Read backend/README.md for the full architecture diagram + every component explained.


Honest framing

Three things in this project are stubs and clearly labeled as such:

  • Docking is a heuristic affinity score from LogP and molecular weight, not real AutoDock Vina. Real Vina is pip install vina + AutoDock binary on PATH; we left it as a stub because Vina on Windows is non-trivial and the scientific claim of this project is in target selection + repurposing triage, not in docking accuracy.
  • Pocket detection returns the structure centroid, not real fpocket / P2Rank cavity output.
  • ADMET uses LogP and TPSA proxies, not real ADMETlab2 / pkCSM.

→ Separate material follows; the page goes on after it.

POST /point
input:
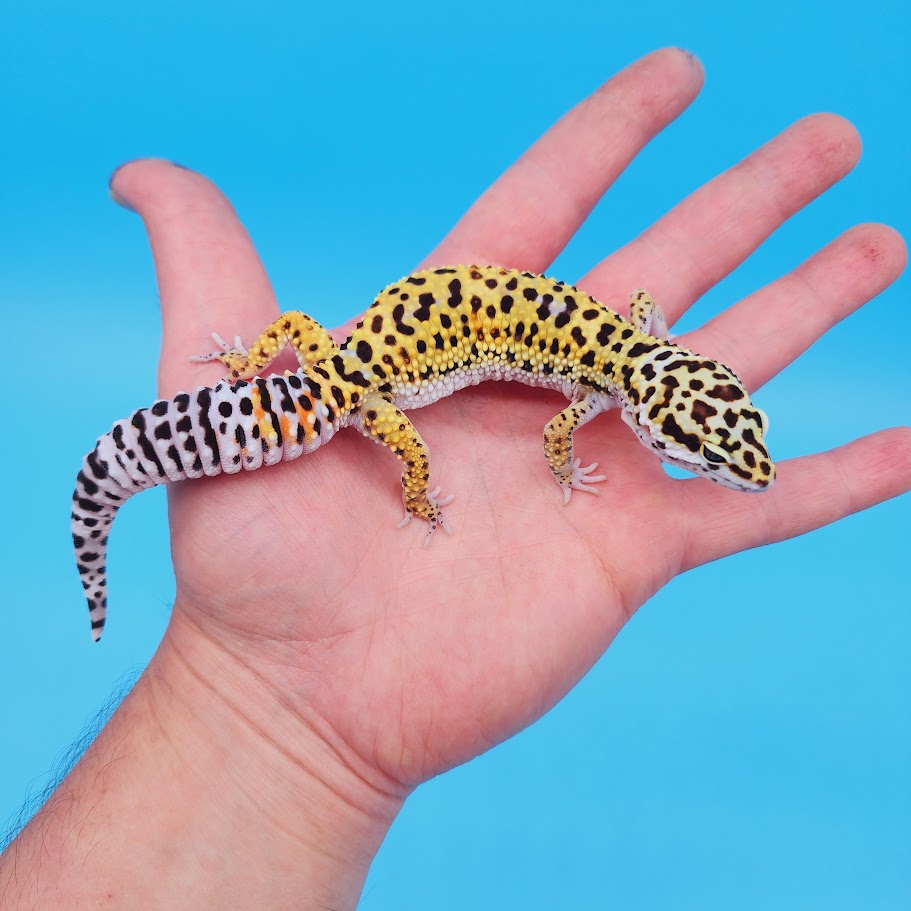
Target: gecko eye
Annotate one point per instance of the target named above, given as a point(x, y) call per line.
point(713, 453)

Everything else — UniProt, OpenTargets, RCSB PDB, AlphaFold DB, ChEMBL queries, RDKit Lipinski filtering, SAScore (Ertl & Schuffenhauer 2009), Gemini function-calling agent loop, persistent SQLite memory, MCP server, React UI — is real, working code. Stubs are fully isolated behind interface boundaries; replacing each with the production tool is a focused 1–2 hour job.


Design philosophy

Five accepted ADRs in docs/decisions/ record the non-obvious tradeoffs:

  1. Pivoted from "drug-discovery app" to "drug-discovery harness" — harness engineering is the dominant lever once you've picked a model.
  2. Did not fork Hermes Agent — chose to build the minimum harness for our use case rather than adopt a personal-assistant framework.
  3. Gemini-first, narrow Provider Protocol, LiteLLM if needed later — no premature provider abstraction.
  4. Deferred refactoring + provider abstraction; shipped memory + CLI first — features users feel beat invisible architectural cleanup.
  5. Three research-utility modes (B, C, D) defined explicitly — "agent recovers known answers" is plumbing, not utility; we drew the line and built three things that genuinely are.

If you find this project useful, the journal in docs/ is also worth reading — it's an honest record of how the project arrived where it is.


License & credits

Public bioinformatics APIs used (all open / public): UniProt, EMBL-EBI OpenTargets, RCSB PDB, AlphaFold DB, ChEMBL. Open-source Python and JavaScript libraries: FastAPI, Gemini SDK, SQLAlchemy, RDKit, NGL, Vite, React, Tailwind, Cytoscape, FastMCP.

Built by @priyank766 — companion project to BioAgent-ALPHAFOLD.

MIT.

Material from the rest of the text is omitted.